Minor suggestions / ideas:
- While clear what is meant, perhaps one could clarify the domain of R(t) in (4) so that the conjugate in Eq. (6) matches.
- For the neural network discretization, recent insights for representation of low-dimensional functions (e.g., positional encodings, SIREN activations or Fourier features networks, see e.g. https://people.eecs.berkeley.edu/~bmild/fourfeat/) might greatly improve the performance over the simple fully connected approach. In particular, I have hope that it might remove some of the smaller artifacts in Figure 1.
- Perhaps one could look into gamma-convergence of the regularized functional to the original one (given vanishing regularization parameter). This is standard for smoothing approaches to variational problems (e.g. the Ambrosio-Tortorelli approaches for the Mumford-Shah functional).
- The approximation of dual variables for infinite-dimensional variational problems on measures has been considered in different contexts, for example in: [Numerical solution of soap film dual problems, Brakke '95], [Duality and the continuous graphical model, Fix & Agarwal, ECCV '14], [Sublabel-accurate discretization of nonconvex free-discontinuity problems, Moellenhoff & Cremers, ICCV '17]. Perhaps such variational problems could also benefit/be made more scalable by a similar strategy.
== Update ==
After reading the rebuttal and discussions, I still think this is a solid paper and therefore keep my score.
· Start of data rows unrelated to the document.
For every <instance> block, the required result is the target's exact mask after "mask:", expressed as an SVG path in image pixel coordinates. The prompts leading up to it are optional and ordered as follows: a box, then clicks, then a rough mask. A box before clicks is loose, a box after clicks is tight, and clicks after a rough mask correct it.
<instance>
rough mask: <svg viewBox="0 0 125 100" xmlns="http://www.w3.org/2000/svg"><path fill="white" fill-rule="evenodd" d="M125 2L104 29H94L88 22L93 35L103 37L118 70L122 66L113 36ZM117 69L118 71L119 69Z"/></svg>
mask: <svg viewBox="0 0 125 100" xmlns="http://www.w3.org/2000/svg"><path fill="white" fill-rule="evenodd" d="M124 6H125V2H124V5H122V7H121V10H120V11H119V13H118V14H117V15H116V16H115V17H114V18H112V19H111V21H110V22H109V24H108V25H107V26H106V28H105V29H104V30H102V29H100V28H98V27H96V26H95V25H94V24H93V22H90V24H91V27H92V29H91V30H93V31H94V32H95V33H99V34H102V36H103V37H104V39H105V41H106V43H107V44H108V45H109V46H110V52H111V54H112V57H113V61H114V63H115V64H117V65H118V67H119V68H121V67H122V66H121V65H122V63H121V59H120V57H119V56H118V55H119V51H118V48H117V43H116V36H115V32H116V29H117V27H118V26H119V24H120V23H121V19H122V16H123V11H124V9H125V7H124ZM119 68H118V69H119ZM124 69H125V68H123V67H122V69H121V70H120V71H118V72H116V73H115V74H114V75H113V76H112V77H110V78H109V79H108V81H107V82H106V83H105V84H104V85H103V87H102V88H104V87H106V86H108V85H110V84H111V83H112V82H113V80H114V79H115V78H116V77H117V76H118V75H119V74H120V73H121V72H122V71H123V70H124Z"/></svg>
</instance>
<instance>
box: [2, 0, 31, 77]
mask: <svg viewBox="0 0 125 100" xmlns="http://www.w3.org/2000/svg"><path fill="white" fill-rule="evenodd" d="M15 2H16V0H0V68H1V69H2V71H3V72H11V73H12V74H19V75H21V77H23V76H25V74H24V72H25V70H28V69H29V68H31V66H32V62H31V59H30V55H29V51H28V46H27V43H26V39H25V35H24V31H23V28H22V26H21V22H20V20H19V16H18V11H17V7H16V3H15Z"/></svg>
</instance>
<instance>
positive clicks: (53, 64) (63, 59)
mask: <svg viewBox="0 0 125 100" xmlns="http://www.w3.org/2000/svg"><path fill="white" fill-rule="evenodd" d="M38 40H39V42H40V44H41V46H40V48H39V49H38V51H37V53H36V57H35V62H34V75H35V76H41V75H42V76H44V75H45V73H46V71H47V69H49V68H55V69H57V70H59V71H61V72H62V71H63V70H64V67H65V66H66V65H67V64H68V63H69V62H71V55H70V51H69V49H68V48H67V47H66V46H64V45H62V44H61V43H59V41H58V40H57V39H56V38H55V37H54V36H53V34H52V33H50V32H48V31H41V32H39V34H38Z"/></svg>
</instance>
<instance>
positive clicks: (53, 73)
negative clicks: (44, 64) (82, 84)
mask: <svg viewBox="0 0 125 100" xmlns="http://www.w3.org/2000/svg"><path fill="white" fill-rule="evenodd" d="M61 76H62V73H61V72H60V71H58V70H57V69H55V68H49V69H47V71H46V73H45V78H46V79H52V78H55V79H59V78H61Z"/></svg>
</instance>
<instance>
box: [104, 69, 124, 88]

I encourage the authors to add paragraph on the relation to finite-element approaches to the final version.

__ Summary and Contributions__: The paper introduces an approach for computing 2-Wasserstein barycenters without discretization, relying on stochastic gradient descent based on Monte Carlo - type sampling. The approach considers the use of regularized (entropic and quadratic) 2-Wasserstein metric in the barycentric expression, whose dual problem the authors derive. Solving the dual problem yields dual potentials, that are also shown to relate to individual Kantorovich potentials between the barycenter and a measure in the population considered. These potentials are then used to sample from the barycenter by a considerable amount of different methods (5), consisting of integration strategies (a-b) and strategies based on approximating the Monge map (c-e). Finally, the method is illustrated in small-scale experiments, by comparing the different strategies (a-e), and comparing the best strategy to two other methods in the literature.
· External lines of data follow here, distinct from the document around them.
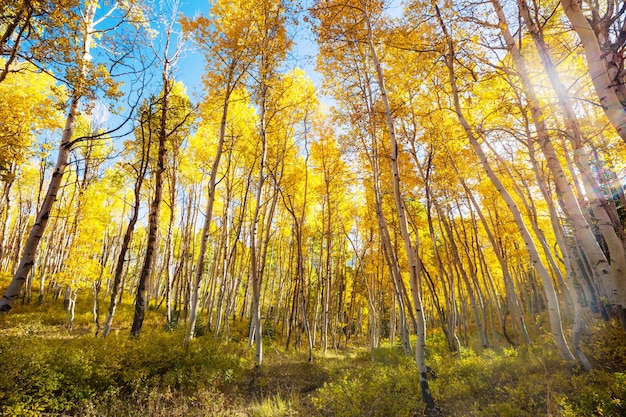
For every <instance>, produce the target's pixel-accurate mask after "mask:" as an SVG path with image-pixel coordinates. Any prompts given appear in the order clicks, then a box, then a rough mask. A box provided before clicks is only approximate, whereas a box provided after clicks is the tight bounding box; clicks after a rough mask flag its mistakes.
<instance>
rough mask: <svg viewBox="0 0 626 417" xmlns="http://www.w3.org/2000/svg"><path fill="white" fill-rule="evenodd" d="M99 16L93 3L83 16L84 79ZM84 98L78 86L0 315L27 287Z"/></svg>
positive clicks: (46, 222)
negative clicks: (83, 16)
mask: <svg viewBox="0 0 626 417" xmlns="http://www.w3.org/2000/svg"><path fill="white" fill-rule="evenodd" d="M95 13H96V4H90V5H88V6H87V7H86V10H85V13H84V17H83V22H82V23H83V33H82V34H81V35H82V37H83V39H82V45H81V56H80V59H79V62H80V68H79V74H80V76H81V77H84V76H86V75H87V74H86V73H87V69H88V65H89V62H90V57H91V55H90V53H89V50H90V49H91V42H92V38H93V22H94V16H95ZM81 98H82V87H81V86H76V87H75V88H74V90H73V92H72V96H71V99H70V106H69V110H68V113H67V117H66V119H65V128H64V129H63V134H62V135H61V143H60V144H59V153H58V156H57V162H56V165H55V167H54V170H53V172H52V178H51V180H50V183H49V184H48V190H47V192H46V196H45V198H44V200H43V203H42V205H41V208H40V209H39V212H38V214H37V216H36V219H35V223H34V224H33V226H32V228H31V229H30V233H29V235H28V239H27V240H26V245H25V246H24V252H23V254H22V258H21V260H20V262H19V266H18V268H17V270H16V271H15V274H14V275H13V279H12V281H11V283H10V284H9V287H8V288H7V289H6V291H5V292H4V295H3V296H2V300H0V313H2V312H7V311H9V310H11V308H12V307H13V303H14V302H15V300H17V298H18V297H19V296H20V292H21V290H22V287H23V286H24V284H25V282H26V279H27V277H28V275H29V273H30V272H31V270H32V268H33V265H34V264H35V260H36V257H37V251H38V248H39V242H40V241H41V238H42V236H43V234H44V232H45V230H46V226H47V225H48V220H49V219H50V212H51V211H52V207H53V206H54V203H55V201H56V199H57V193H58V192H59V188H60V187H61V183H62V181H63V174H64V173H65V168H66V167H67V164H68V159H69V154H70V147H71V140H72V136H73V135H74V127H75V123H76V118H77V117H78V114H79V112H80V100H81Z"/></svg>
__ Strengths__: The contribution is novel, and I personally like Theorem 3.1, specifically how the potentials solving (10) are the regularized Kantorovich potentials of given sub-problems. The authors consider a significant amount of approaches to solve the barycenter, given the potentials, which are well-explained. This is definitely a contribution to computing Wasserstein barycenters.
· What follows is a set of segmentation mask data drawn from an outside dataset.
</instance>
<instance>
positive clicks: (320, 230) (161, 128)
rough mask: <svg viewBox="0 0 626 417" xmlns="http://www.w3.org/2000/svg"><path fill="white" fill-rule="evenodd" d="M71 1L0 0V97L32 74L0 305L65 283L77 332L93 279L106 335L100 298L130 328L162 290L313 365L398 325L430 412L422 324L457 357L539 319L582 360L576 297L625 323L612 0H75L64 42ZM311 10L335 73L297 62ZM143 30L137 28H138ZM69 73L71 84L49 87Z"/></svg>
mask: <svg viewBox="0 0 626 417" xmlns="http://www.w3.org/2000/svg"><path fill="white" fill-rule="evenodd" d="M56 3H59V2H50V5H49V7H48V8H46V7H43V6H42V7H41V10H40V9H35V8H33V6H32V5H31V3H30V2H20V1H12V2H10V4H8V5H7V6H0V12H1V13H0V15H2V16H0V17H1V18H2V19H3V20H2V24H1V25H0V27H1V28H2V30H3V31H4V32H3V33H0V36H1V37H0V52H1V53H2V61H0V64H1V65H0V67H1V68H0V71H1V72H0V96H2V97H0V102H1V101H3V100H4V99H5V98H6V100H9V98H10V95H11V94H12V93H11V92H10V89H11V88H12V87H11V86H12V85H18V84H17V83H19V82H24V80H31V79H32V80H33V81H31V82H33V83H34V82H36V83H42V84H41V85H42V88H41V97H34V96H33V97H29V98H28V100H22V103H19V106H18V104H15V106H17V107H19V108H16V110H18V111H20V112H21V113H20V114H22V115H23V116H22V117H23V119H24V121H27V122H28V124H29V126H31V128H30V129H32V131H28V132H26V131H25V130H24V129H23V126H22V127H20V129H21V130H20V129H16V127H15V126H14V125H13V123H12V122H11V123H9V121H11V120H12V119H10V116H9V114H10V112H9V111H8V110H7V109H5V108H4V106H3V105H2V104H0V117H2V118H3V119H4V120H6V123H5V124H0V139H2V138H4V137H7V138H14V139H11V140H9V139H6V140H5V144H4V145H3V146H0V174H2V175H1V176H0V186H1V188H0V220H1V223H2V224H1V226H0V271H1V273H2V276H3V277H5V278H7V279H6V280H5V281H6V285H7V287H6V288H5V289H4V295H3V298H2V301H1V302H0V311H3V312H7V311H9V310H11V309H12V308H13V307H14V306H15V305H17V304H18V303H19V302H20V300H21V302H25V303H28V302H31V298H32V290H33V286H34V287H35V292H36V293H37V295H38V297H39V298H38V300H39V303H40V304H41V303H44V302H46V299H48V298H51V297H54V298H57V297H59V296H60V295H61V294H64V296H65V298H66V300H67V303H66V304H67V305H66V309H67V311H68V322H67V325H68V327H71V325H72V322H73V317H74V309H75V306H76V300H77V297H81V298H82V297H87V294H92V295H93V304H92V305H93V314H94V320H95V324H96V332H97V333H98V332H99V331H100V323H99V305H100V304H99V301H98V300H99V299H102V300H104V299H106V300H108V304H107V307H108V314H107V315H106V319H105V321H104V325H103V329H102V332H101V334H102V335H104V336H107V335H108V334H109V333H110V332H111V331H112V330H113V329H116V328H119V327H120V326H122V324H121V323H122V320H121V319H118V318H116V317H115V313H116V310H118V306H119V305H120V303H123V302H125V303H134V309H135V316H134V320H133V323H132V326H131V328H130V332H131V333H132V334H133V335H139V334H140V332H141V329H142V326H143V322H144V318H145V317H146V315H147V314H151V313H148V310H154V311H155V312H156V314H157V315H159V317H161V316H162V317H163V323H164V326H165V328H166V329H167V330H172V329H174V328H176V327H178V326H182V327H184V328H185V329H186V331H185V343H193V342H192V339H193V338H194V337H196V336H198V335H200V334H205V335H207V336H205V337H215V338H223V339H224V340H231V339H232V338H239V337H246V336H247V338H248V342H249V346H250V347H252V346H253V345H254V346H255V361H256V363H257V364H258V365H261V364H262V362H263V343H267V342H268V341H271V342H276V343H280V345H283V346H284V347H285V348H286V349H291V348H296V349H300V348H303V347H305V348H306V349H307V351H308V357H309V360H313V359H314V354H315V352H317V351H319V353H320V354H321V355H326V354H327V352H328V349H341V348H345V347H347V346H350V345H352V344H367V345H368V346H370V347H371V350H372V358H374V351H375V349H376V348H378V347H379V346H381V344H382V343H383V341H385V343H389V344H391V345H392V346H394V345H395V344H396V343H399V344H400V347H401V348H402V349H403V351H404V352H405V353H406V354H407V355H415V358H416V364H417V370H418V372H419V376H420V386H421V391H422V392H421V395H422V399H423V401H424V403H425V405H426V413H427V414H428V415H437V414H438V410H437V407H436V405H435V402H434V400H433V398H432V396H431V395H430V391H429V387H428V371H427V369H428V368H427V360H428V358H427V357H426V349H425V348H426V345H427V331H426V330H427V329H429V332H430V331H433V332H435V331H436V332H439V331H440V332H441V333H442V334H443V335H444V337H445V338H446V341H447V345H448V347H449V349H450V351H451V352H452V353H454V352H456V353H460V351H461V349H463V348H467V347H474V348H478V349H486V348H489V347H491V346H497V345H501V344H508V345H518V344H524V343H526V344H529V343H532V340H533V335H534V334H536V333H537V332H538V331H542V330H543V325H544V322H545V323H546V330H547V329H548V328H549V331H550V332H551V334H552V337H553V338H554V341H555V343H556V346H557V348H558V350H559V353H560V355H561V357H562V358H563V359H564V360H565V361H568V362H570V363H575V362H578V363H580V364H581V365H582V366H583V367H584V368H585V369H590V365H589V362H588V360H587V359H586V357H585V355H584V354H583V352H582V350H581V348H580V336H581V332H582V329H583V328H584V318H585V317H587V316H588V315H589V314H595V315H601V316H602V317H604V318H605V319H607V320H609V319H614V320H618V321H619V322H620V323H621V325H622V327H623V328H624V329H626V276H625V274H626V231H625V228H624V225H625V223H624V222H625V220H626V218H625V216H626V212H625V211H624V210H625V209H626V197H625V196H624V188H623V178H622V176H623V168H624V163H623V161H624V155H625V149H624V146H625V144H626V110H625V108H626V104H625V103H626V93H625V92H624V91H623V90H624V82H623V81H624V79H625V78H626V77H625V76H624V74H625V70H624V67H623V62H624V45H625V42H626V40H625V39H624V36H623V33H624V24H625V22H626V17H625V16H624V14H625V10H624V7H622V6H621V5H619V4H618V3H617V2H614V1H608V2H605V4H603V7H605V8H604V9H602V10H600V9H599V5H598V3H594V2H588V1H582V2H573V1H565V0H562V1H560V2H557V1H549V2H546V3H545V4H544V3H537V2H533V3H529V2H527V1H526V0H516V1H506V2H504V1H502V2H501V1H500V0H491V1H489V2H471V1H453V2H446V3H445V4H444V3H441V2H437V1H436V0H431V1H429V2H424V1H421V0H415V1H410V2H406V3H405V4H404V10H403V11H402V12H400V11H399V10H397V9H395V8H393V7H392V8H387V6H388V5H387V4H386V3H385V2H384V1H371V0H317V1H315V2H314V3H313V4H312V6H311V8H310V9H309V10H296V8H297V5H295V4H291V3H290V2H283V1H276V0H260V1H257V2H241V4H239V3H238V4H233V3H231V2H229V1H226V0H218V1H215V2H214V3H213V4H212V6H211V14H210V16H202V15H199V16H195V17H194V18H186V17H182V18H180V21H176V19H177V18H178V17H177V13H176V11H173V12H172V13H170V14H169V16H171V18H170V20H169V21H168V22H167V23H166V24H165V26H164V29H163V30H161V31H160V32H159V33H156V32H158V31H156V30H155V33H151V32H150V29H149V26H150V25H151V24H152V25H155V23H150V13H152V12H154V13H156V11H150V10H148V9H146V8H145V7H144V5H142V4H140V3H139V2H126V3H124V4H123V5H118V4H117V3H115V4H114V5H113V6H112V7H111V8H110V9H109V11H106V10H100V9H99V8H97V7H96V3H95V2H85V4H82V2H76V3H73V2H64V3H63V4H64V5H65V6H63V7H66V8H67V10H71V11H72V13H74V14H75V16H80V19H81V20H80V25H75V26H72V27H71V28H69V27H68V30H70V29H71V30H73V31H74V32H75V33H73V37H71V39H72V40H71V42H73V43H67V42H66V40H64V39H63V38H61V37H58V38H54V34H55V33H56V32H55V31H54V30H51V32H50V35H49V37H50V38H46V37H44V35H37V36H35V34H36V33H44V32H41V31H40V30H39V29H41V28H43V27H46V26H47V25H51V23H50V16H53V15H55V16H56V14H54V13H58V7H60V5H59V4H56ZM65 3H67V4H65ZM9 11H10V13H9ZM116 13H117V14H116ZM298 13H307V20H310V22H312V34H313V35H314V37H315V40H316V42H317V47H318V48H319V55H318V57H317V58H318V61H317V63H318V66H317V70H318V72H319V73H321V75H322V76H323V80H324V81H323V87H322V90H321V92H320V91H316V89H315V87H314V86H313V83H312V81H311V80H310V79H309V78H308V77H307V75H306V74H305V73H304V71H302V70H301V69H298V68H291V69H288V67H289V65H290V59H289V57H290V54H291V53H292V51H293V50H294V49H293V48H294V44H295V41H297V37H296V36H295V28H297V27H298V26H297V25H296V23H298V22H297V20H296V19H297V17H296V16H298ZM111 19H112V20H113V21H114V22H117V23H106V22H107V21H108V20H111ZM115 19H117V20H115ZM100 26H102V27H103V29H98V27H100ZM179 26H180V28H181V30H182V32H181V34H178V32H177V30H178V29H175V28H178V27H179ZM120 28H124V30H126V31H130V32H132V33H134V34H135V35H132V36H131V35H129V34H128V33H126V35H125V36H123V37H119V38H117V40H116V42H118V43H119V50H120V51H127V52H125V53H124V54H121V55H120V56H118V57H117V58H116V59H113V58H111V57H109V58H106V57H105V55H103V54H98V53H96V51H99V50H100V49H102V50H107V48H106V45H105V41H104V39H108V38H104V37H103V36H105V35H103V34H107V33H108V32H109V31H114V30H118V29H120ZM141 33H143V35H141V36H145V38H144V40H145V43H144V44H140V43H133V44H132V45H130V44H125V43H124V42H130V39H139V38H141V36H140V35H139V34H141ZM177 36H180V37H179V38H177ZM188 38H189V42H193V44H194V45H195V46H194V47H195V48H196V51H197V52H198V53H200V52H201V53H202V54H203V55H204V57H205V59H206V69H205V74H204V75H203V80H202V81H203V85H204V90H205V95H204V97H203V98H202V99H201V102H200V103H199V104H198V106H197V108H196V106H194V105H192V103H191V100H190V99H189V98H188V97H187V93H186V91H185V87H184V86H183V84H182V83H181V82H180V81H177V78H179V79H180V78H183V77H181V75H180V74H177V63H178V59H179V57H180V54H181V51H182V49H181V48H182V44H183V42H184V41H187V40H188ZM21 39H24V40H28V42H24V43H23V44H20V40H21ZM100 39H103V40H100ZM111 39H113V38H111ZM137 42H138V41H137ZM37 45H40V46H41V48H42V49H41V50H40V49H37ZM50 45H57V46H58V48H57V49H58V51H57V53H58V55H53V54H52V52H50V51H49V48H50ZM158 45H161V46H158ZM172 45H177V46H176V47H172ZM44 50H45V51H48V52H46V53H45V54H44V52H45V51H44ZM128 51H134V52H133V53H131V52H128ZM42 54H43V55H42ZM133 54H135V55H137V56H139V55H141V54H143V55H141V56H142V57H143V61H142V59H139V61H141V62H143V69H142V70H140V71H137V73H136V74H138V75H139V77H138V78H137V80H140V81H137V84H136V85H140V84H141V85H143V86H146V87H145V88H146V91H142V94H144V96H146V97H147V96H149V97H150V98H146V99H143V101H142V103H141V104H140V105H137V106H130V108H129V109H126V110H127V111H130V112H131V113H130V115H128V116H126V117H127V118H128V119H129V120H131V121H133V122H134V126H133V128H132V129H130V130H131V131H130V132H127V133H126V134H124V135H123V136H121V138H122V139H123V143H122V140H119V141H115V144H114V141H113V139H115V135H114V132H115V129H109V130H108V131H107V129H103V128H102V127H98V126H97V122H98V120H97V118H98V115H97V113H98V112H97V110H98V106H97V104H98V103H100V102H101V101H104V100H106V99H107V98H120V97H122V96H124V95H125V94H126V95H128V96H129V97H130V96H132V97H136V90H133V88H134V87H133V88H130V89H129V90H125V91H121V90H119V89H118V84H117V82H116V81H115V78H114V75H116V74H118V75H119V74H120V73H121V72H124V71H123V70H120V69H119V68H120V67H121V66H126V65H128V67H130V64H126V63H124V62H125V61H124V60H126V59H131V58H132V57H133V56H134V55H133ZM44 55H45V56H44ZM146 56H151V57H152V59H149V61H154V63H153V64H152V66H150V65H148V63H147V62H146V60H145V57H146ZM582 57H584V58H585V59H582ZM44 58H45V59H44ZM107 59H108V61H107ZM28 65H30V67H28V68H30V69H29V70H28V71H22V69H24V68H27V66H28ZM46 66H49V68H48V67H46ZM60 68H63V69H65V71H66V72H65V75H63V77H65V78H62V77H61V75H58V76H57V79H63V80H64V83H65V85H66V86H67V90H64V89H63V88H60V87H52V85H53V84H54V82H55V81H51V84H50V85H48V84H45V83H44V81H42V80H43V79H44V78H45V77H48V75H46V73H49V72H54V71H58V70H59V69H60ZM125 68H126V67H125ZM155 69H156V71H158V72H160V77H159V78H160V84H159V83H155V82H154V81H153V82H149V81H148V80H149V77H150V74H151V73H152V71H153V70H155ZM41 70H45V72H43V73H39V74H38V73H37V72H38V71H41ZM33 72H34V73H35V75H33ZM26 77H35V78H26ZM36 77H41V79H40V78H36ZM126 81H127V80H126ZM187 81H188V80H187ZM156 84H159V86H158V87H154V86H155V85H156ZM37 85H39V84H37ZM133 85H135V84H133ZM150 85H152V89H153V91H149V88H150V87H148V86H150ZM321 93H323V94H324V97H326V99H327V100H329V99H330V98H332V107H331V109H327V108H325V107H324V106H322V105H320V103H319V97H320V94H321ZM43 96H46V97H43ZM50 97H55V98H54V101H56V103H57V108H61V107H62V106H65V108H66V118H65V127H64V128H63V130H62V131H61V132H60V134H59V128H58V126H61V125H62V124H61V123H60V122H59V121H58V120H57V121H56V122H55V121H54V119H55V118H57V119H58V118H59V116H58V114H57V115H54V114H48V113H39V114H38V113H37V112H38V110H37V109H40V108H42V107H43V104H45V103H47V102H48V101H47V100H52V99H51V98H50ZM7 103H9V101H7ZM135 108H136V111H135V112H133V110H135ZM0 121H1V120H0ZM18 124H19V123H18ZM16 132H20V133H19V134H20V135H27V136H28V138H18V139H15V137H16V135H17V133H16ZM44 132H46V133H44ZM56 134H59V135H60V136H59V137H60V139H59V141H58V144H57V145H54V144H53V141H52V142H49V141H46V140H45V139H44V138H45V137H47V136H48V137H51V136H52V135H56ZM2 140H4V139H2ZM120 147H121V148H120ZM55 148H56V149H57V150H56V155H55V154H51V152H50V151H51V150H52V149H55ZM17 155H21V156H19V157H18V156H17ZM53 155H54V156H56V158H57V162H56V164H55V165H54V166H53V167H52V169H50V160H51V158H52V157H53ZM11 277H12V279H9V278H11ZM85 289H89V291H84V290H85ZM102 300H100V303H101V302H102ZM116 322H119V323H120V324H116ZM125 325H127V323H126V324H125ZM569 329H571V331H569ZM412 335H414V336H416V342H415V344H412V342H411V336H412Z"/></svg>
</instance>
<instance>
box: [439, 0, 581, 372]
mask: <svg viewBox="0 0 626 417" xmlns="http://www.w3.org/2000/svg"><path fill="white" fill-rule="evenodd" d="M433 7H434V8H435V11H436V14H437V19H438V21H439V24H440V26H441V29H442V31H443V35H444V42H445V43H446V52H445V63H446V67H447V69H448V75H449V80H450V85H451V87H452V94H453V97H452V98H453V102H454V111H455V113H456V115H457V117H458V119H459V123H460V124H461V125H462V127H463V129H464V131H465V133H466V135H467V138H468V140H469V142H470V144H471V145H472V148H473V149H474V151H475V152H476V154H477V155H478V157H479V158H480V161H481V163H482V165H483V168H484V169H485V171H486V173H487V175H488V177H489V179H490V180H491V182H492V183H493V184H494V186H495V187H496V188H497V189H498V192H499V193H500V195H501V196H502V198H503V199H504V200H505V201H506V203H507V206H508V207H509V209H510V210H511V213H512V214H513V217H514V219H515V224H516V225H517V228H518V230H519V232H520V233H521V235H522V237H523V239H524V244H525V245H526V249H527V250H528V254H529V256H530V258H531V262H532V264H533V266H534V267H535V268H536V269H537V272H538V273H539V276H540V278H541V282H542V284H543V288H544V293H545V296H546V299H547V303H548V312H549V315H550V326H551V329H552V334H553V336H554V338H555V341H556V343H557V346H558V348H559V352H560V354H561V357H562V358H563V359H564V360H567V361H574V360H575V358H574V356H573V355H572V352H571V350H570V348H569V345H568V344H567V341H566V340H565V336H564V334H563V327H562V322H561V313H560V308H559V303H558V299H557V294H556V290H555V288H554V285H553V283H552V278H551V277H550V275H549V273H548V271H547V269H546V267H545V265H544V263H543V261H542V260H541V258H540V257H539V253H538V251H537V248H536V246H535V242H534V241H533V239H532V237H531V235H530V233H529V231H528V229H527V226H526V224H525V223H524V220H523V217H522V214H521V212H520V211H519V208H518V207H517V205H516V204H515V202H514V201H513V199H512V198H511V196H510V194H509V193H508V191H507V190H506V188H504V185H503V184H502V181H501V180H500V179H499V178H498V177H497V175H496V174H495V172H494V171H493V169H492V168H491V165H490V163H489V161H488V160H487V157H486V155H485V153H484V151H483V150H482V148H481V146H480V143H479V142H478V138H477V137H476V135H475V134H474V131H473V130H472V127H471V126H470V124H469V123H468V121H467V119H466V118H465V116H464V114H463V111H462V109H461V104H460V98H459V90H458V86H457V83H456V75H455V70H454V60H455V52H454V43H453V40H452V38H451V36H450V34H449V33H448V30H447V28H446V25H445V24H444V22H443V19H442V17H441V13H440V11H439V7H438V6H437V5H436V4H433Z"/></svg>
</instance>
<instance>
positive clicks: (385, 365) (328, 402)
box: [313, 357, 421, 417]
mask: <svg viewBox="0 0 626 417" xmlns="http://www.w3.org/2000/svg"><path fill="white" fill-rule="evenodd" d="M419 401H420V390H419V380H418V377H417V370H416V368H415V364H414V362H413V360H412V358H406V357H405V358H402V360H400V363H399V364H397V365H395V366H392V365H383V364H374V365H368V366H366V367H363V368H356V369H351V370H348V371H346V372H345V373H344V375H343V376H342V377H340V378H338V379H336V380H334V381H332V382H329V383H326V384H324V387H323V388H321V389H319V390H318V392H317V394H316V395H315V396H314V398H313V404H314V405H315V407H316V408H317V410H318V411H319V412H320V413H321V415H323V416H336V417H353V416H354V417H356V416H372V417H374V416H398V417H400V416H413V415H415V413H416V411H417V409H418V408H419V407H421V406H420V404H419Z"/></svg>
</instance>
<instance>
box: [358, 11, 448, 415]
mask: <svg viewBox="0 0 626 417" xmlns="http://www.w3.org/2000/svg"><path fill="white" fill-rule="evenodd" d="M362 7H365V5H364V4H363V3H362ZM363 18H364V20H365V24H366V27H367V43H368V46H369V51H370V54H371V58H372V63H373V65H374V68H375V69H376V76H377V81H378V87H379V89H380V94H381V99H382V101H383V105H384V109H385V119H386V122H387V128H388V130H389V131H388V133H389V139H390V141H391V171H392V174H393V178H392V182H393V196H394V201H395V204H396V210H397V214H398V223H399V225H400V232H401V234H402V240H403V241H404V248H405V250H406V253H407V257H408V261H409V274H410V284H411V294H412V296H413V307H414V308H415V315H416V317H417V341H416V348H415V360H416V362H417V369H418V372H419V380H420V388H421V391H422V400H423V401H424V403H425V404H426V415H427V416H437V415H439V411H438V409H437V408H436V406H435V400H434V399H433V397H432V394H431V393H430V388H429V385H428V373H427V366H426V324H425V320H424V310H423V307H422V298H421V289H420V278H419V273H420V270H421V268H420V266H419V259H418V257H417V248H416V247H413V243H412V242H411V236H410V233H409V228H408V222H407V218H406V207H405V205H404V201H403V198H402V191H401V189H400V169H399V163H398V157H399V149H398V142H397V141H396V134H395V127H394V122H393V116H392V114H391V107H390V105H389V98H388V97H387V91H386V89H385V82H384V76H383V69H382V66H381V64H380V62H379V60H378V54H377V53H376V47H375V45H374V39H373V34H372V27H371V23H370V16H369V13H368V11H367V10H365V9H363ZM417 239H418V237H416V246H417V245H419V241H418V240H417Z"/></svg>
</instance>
__ Weaknesses__: The experimental section is sufficient, although personally I would have liked to see whether the MLPs used to approximate the dual potentials are sufficient, or whether the results could have been improved by considering a deeper/wider architecture. Furthermore, a comparison of computation times between the proposed method and the SOTA methods would have been welcome.

__ Correctness__: I did not find any errors in the paper.

__ Clarity__: The paper is well-written and clear, making it easy to follow. T

__ Relation to Prior Work__: The paper has a section for related work, where it is clearly explained how the work builds on prior work.

__ Reproducibility__: Yes

__ Additional Feedback__: —DETAILED COMMENTS—
- Table 1: Are the values in the parentheses the standard deviations? It might be a bit cleared by using the plus-minus sign.
- Figure 3: For a better comparison, I think you should show the results for [CD14] for number of samples <= 5000, not just when =5000.
- Figure 1: It might be easier to compare the results here if all the methods were visualized using a density map / samples. Now (a) is standing out a bit. On the other hand, comparison is still possible as it is.
## Post Rebuttal
I would like to thank the authors for the rebuttal and for addressing my concerns. The added results would perhaps have raised my score, but I agree with R2 that some of the contributions of the paper are quite incremental. Therefore, I will be keeping my original score.